LE POLEMICHE PER PIAZZA AUGUSTO IMPERATORE

di Giuseppe Strappa

in «Corriere della Sera» del 04.08.2006

Dopo i problemi sollevati dalla distruzione del complesso dell’Ara Pacis, la proposta di demolire gli edifici “brutti” costruiti da Vittorio Ballio Morpurgo intorno al Mausoleo di Augusto potrebbe essere considerata una bizzarra esercitazione accademica se non fosse avanzata da due autorità dell’urbanistica e dell’archeologia romane con serie possibilità, quindi, di concreto seguito.
Certo, nel clima delle rivalutazioni, spesso indiscriminate, che hanno investito il dibattito romano degli ultimi vent’anni, la figura di Morpurgo ha la colpa di non essere stata oggetto di alcuna riscoperta, ultimo esempio di architetto dannato dagli errori della retorica fascista.
Ma non è possibile evitare di domandarsi cosa si ricostruirà sulle rovine degli edifici eretti alla fine degli anni ’30 a conclusione di studi che si erano estesi, almeno, dal piano del 1909 a quello del 1931. Un nuovo spazio aperto che lascerà in vista i disomogenei prospetti di via della Frezza, fuori scala, peraltro, rispetto all’immenso vuoto della nuova piazza?

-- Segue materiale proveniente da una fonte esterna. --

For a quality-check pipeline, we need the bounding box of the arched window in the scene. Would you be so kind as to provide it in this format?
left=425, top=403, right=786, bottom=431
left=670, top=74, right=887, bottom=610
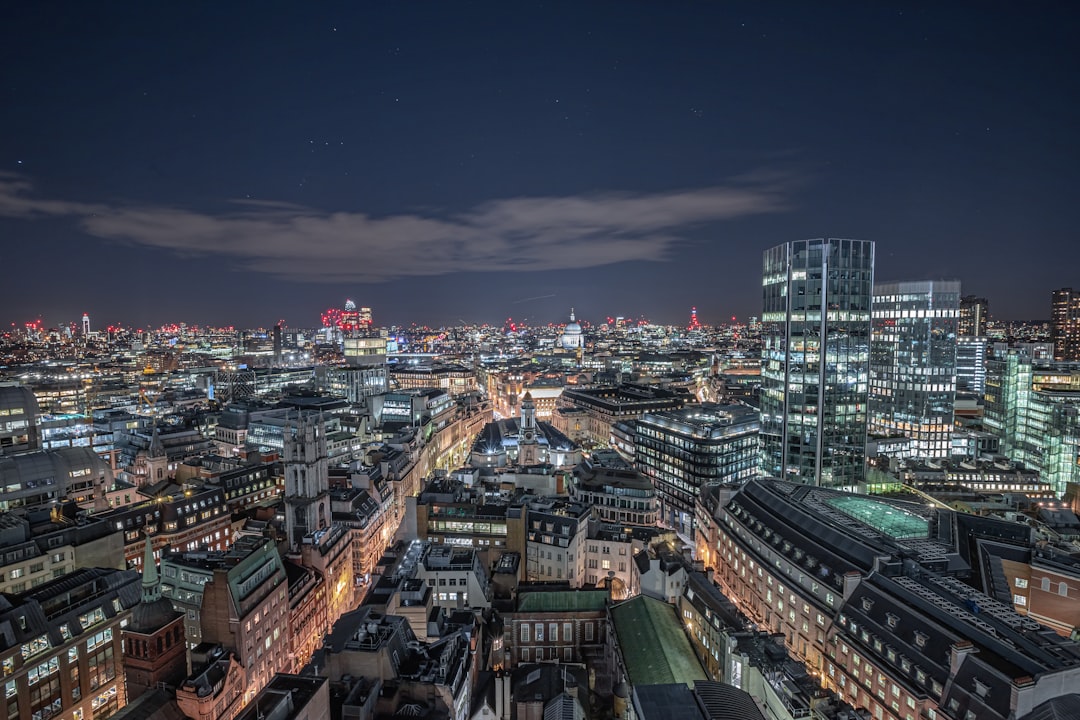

Oppure un’architettura di lacerazioni, alla Zaha Hadid, magari avallata da una commissione di concorso formata dai soliti esperti che guardano con ansia ritardataria alle mode internazionali?
Scenari che consigliano di riconsiderare meglio gli edifici esistenti, dimenticando i pregiudizi di una critica frettolosa: come se si osservassero per la prima volta (“il mondo comune osservato in modo non comune” come consigliava De Chirico). Forse, allora, si scoprirebbe il fascino severo che i vasti colonnati dalle ombre nette contengono, l’attenzione per le trasparenze e i raccordi con le strade sul perimetro, dei quali quello con largo dei Lombardi ha la forza autentica di una visione piranesiana. Una rilettura “del tipo medio delle case-palazzo che caratterizza le strade tradizionali”, come scriveva Morpurgo in una dimenticata relazione al progetto, che irrigidisce il mutevole mosaico dell’edilizia romana nella fissa, metafisica unità, depurata di ogni pulsione, delle superfici in travertino.
E poiché nessuno, oggi, avrebbe l’inattuale coraggio di costruire una simile quinta plastica e muraria, piena e pesante come nella consuetudine romana, mi permetto di consigliare di tenerci quella che abbiamo.
Ma una seconda domanda è inevitabile. L’intervento di demolizione e ricostruzione costerebbe centinaia di milioni, comporterebbe un gigantesco cantiere aperto nel cuore di Roma per molti anni. Perché?
Sia chiaro: l’atto della demolizione è parte legittima della storia di ogni città, il riconoscimento di una ferita grave alla sua forma per il cui risarcimento vale la pena di investire risorse. Ma, proprio per questo, non può che derivare da valori condivisi. C’è da chiedersi allora se, nella scala degli errori romani, non debbano avere la precedenza disastri reali, come il viadotto dello Scalo San Lorenzo, i “ponti” del Laurentino 38, qualcuno dei vergognosi formicai per abitazione costruiti negli anni ’70. E prima ancora i tanti abusi edilizi che hanno sfigurato la forma della città, molti dei quali in pieno centro storico.